Também apresentei uma receita de refogado de “tinguensai”. E como dica para melhorar ainda mais o sabor falei do molho de ostra, o “oyster sauce”, importado do Japão. Alguns dias depois, eu estava na banca de verduras quando o feirante me disse: “Sabe, esteve aqui um senhor que veio comprar “tinguensai” porque aprendeu a receita no seu programa”. “Ah, que bom, fico feliz de saber”, respondi lisonjeada. Então o feirante perguntou de repente: “Como é que é esse tal de molho não-sei-o-quê?”. E eu respondi: “Ah, foi uma dica que eu dei, basta pôr um pouco que o prato fica bem saboroso”. “Esse senhor disse que comprou o tal molho pela primeira vez e que não via a hora de preparar o prato”. Ao ouvir isto, fiquei emocionada. Que poder maravilhoso tem o rádio! Claro, eu fazia tudo de coração, e os ouvintes correspondiam, dando credibilidade às minhas palavras.

Havia uma ouvinte que ligava pelo menos uma vez por semana. Ela era descendente de árabes e tinha enorme interesse pela cultura japonesa. As nossas conversas eram sobre chá verde, tofu, yakisoba, acupuntura. Mas houve um dia em que ela telefonou parecendo aflita. “Alô, o que está acontecendo com o Assashoryu?”.

“Desculpe, poderia repetir?”. “É o Assashoryu. Eu, meu marido e meus dois filhos somos todos grandes fãs dele. Por que ele não está lutando?”.

Fiquei espantada, perdi a fala. Como não tenho o menor interesse por sumô, tive de responder assim: “Olha, eu não tenho visto a TV a cabo ultimamente, prometo que vou pesquisar”. Nesse mesmo dia e no dia seguinte eu acompanhei o noticiário da NHK e assisti ao torneio de sumô. Também pedi a amigos do Japão que me explicassem o que estava acontecendo com esse lutador. Finalmente, pude retornar à ouvinte, explicando o ocorrido. Ela lamentou muito, pois para ela não havia lutador de sumô mais “gracinha” do que esse.

Um colega da mesma emissora pediu que o ajudasse no quadro “Acerte a palavra”. Era assim: os ouvintes teriam de responder qual o significado de uma palavra japonesa, por carta ou por telefone. Haveria um sorteio e duas pessoas seriam presenteadas com CD’s. Como essa região foi antigamente colônia de imigrantes japoneses, pediram-me que eu escolhesse uma palavra um pouco difícil. Então eu optei por shorisha.

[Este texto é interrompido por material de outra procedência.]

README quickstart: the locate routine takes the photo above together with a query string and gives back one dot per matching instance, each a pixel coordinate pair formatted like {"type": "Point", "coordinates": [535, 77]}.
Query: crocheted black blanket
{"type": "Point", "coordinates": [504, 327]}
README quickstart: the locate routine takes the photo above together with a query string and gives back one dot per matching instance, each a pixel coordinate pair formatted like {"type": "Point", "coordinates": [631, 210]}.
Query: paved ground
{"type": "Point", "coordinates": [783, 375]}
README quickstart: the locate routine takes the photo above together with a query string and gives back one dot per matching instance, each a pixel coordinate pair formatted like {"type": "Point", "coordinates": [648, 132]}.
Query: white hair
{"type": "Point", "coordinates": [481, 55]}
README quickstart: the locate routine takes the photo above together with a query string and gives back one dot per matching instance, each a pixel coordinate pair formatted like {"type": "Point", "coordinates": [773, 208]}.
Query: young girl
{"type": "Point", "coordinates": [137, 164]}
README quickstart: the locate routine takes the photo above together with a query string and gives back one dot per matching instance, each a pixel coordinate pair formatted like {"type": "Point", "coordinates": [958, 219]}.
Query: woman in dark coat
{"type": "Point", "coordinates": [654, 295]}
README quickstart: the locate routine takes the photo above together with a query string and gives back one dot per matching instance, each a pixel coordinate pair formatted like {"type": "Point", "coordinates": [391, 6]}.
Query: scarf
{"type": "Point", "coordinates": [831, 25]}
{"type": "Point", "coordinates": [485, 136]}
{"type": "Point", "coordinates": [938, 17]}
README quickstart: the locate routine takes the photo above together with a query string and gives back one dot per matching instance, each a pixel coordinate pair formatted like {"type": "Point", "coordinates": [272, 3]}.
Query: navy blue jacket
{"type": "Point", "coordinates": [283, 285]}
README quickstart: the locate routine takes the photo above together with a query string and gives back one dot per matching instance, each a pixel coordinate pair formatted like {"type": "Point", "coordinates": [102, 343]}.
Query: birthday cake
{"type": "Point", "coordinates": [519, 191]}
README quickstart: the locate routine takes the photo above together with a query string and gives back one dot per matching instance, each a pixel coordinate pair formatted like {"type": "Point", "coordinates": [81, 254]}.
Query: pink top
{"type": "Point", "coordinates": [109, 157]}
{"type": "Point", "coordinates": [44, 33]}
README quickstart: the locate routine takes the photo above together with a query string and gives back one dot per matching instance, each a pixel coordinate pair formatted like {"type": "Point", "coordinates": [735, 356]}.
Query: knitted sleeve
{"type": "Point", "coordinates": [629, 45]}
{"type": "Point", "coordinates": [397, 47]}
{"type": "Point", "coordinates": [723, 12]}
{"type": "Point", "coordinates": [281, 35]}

No período de um mês, foram poucas as respostas por carta, mas os telefonemas choveram.

A pessoa encarregada de atender os telefonemas me contou algo muito curioso. Um homem parecendo um pouco bravo ligou para falar o seguinte: “Como eu quero ganhar o CD, eu perguntei para os nikkeis conhecidos e para os que moram na vizinhança, mas ninguém soube me responder. Então eu achei que uma pessoa mais estudada saberia e resolvi consultar um médico “japonês”. No fim da consulta, aproveitei e perguntei o significado da palavra e ele me disse que não entendia japonês. Que prejuízo que tive!”.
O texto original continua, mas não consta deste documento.